LE REGOLE PER ASSISTERE ALL'ALLENAMENTO
Assistiamo al lavoro dei tecnici e dei nostri figli con rispetto. Niente commenti a voce alta, se non per apprezzare i progressi dei ragazzi, e manie di protagonismo.
Martedì 14 Aprile 2015 | Roberto Mauri
Lo sappiamo, e ormai non ci facciamo più caso, la tendenza odierna è spettacolarizzare lo sport in ogni suo aspetto, dal mirabile gesto tecnico al più banale movimento in campo. Tutti devono sapere ed essere dappertutto così da alimentare il “mito” della condivisione sportiva totale. Tutto, per conseguenza, deve essere percepibile e visibile da tutti, più che sportivi appassionati stiamo diventando dei guardoni e dei “sentoni”. Questa smania di protagonismo e presenzialismo nel vivere lo sport si riflette inevitabilmente, fatte le debite proporzioni, anche sulle realtà calcistiche minori e, a cascata, sui genitori, dirigenti e allenatori che vi sono coinvolti. Ciò finisce per influenzare il delicato equilibrio che ogni squadra deve gestire tra il versante pubblico nel quale si espone al giudizio degli altri, e il versante privato, dal quale gli esterni dovrebbero essere esclusi. Un indicatore di questo fenomeno è la presenza sempre più frequente dei genitori non solo alla partita ma anche agli allenamenti dei loro figli.
LA PRIVACY DELLA SQUADRA
Di per sé l’allenamento, come e ancor di più accade per lo spogliatoio, dovrebbe appartenere alla “sfera privata” di una squadra. È un momento in cui sono messe a nudo difficoltà e punti da rinforzare, vengono alla luce gli errori commessi, si affrontano nuove situazioni e soluzioni di gioco. Certo non è simpatico farlo sotto gli occhi di osservatori esterni soprattutto se sono i genitori. Per contro, tuttavia, fa piacere seguire ed essere seguiti nel lavoro tecnico tattico, mostrare il proprio impegno e le proprie qualità come fanno gli altri compagni, tutti assieme, in un momento in cui si è tutti equivalenti senza preoccupazioni di formazione o sostituzioni.

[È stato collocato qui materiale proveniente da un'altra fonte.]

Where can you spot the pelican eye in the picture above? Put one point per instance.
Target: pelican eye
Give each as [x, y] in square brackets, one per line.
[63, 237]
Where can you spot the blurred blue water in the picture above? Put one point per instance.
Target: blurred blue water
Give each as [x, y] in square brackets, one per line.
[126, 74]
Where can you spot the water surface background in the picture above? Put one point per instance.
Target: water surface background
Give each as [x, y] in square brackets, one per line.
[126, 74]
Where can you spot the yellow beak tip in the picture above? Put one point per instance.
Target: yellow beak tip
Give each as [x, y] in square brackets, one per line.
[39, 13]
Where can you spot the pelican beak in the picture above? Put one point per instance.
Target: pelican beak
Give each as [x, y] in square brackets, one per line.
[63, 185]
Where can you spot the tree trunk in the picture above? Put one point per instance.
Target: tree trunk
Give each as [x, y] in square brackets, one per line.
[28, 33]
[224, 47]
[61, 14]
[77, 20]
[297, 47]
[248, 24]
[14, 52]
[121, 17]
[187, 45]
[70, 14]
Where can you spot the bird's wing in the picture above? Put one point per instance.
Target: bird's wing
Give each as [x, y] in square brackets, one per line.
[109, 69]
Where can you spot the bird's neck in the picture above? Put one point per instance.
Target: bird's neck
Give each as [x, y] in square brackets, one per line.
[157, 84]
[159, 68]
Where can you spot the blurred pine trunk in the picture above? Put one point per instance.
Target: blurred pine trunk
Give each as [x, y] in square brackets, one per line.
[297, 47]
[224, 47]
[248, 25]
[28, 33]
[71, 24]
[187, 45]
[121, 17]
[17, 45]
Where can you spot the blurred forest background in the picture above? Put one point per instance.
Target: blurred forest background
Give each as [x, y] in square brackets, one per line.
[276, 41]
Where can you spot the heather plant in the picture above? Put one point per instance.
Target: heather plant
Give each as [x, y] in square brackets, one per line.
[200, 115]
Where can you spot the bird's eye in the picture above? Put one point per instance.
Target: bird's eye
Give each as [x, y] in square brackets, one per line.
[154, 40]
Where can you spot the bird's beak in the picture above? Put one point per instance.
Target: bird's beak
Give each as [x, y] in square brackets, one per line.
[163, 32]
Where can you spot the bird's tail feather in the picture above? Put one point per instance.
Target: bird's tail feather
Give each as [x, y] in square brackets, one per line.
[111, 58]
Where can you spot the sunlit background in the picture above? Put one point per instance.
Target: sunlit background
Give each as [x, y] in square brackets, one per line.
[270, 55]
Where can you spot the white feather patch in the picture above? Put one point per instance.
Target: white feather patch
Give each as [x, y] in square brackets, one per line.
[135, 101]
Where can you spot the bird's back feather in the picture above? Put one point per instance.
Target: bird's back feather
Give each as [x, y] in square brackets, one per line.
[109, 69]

Che fare allora? Consentire la presenza ai genitori oppure vietarla? Possiamo immaginare che i pareri e le esperienze al riguardo siano diversi. In effetti gli allenamenti diventano spesso un’area di confine tra pubblico e privato, dove finiscono per scontrarsi il diritto dell’allenatore a lavorare, anche a riprendere i giocatori se è il caso, e il diritto del genitore a poter seguire il figlio e i suoi progressi. Occorre equilibrio, chiarezza e lucidità. Quello che non funziona, sicuramente, sono le prese di posizione, le scelte rigide, inflessibili, in un senso o nell’altro.
Si dunque alla presenza dei genitori, ma non sempre. Non prima o dopo gare delicate, e solo dopo aver chiarito e condiviso alcune condizioni. Niente commenti tecnici a voce alta, nessuna valutazione sugli esercizi e rispettare una certa distanza dal campo.
Se ben impostata, la presenza e il comportamento di mamme e papà può essere occasione di dare e sperimentare regole anche per gli stessi genitori. Che bello sarebbe se le sedute di lavoro settimanali fossero, anche per loro, un allenamento a ben comportarsi nel corso della partita.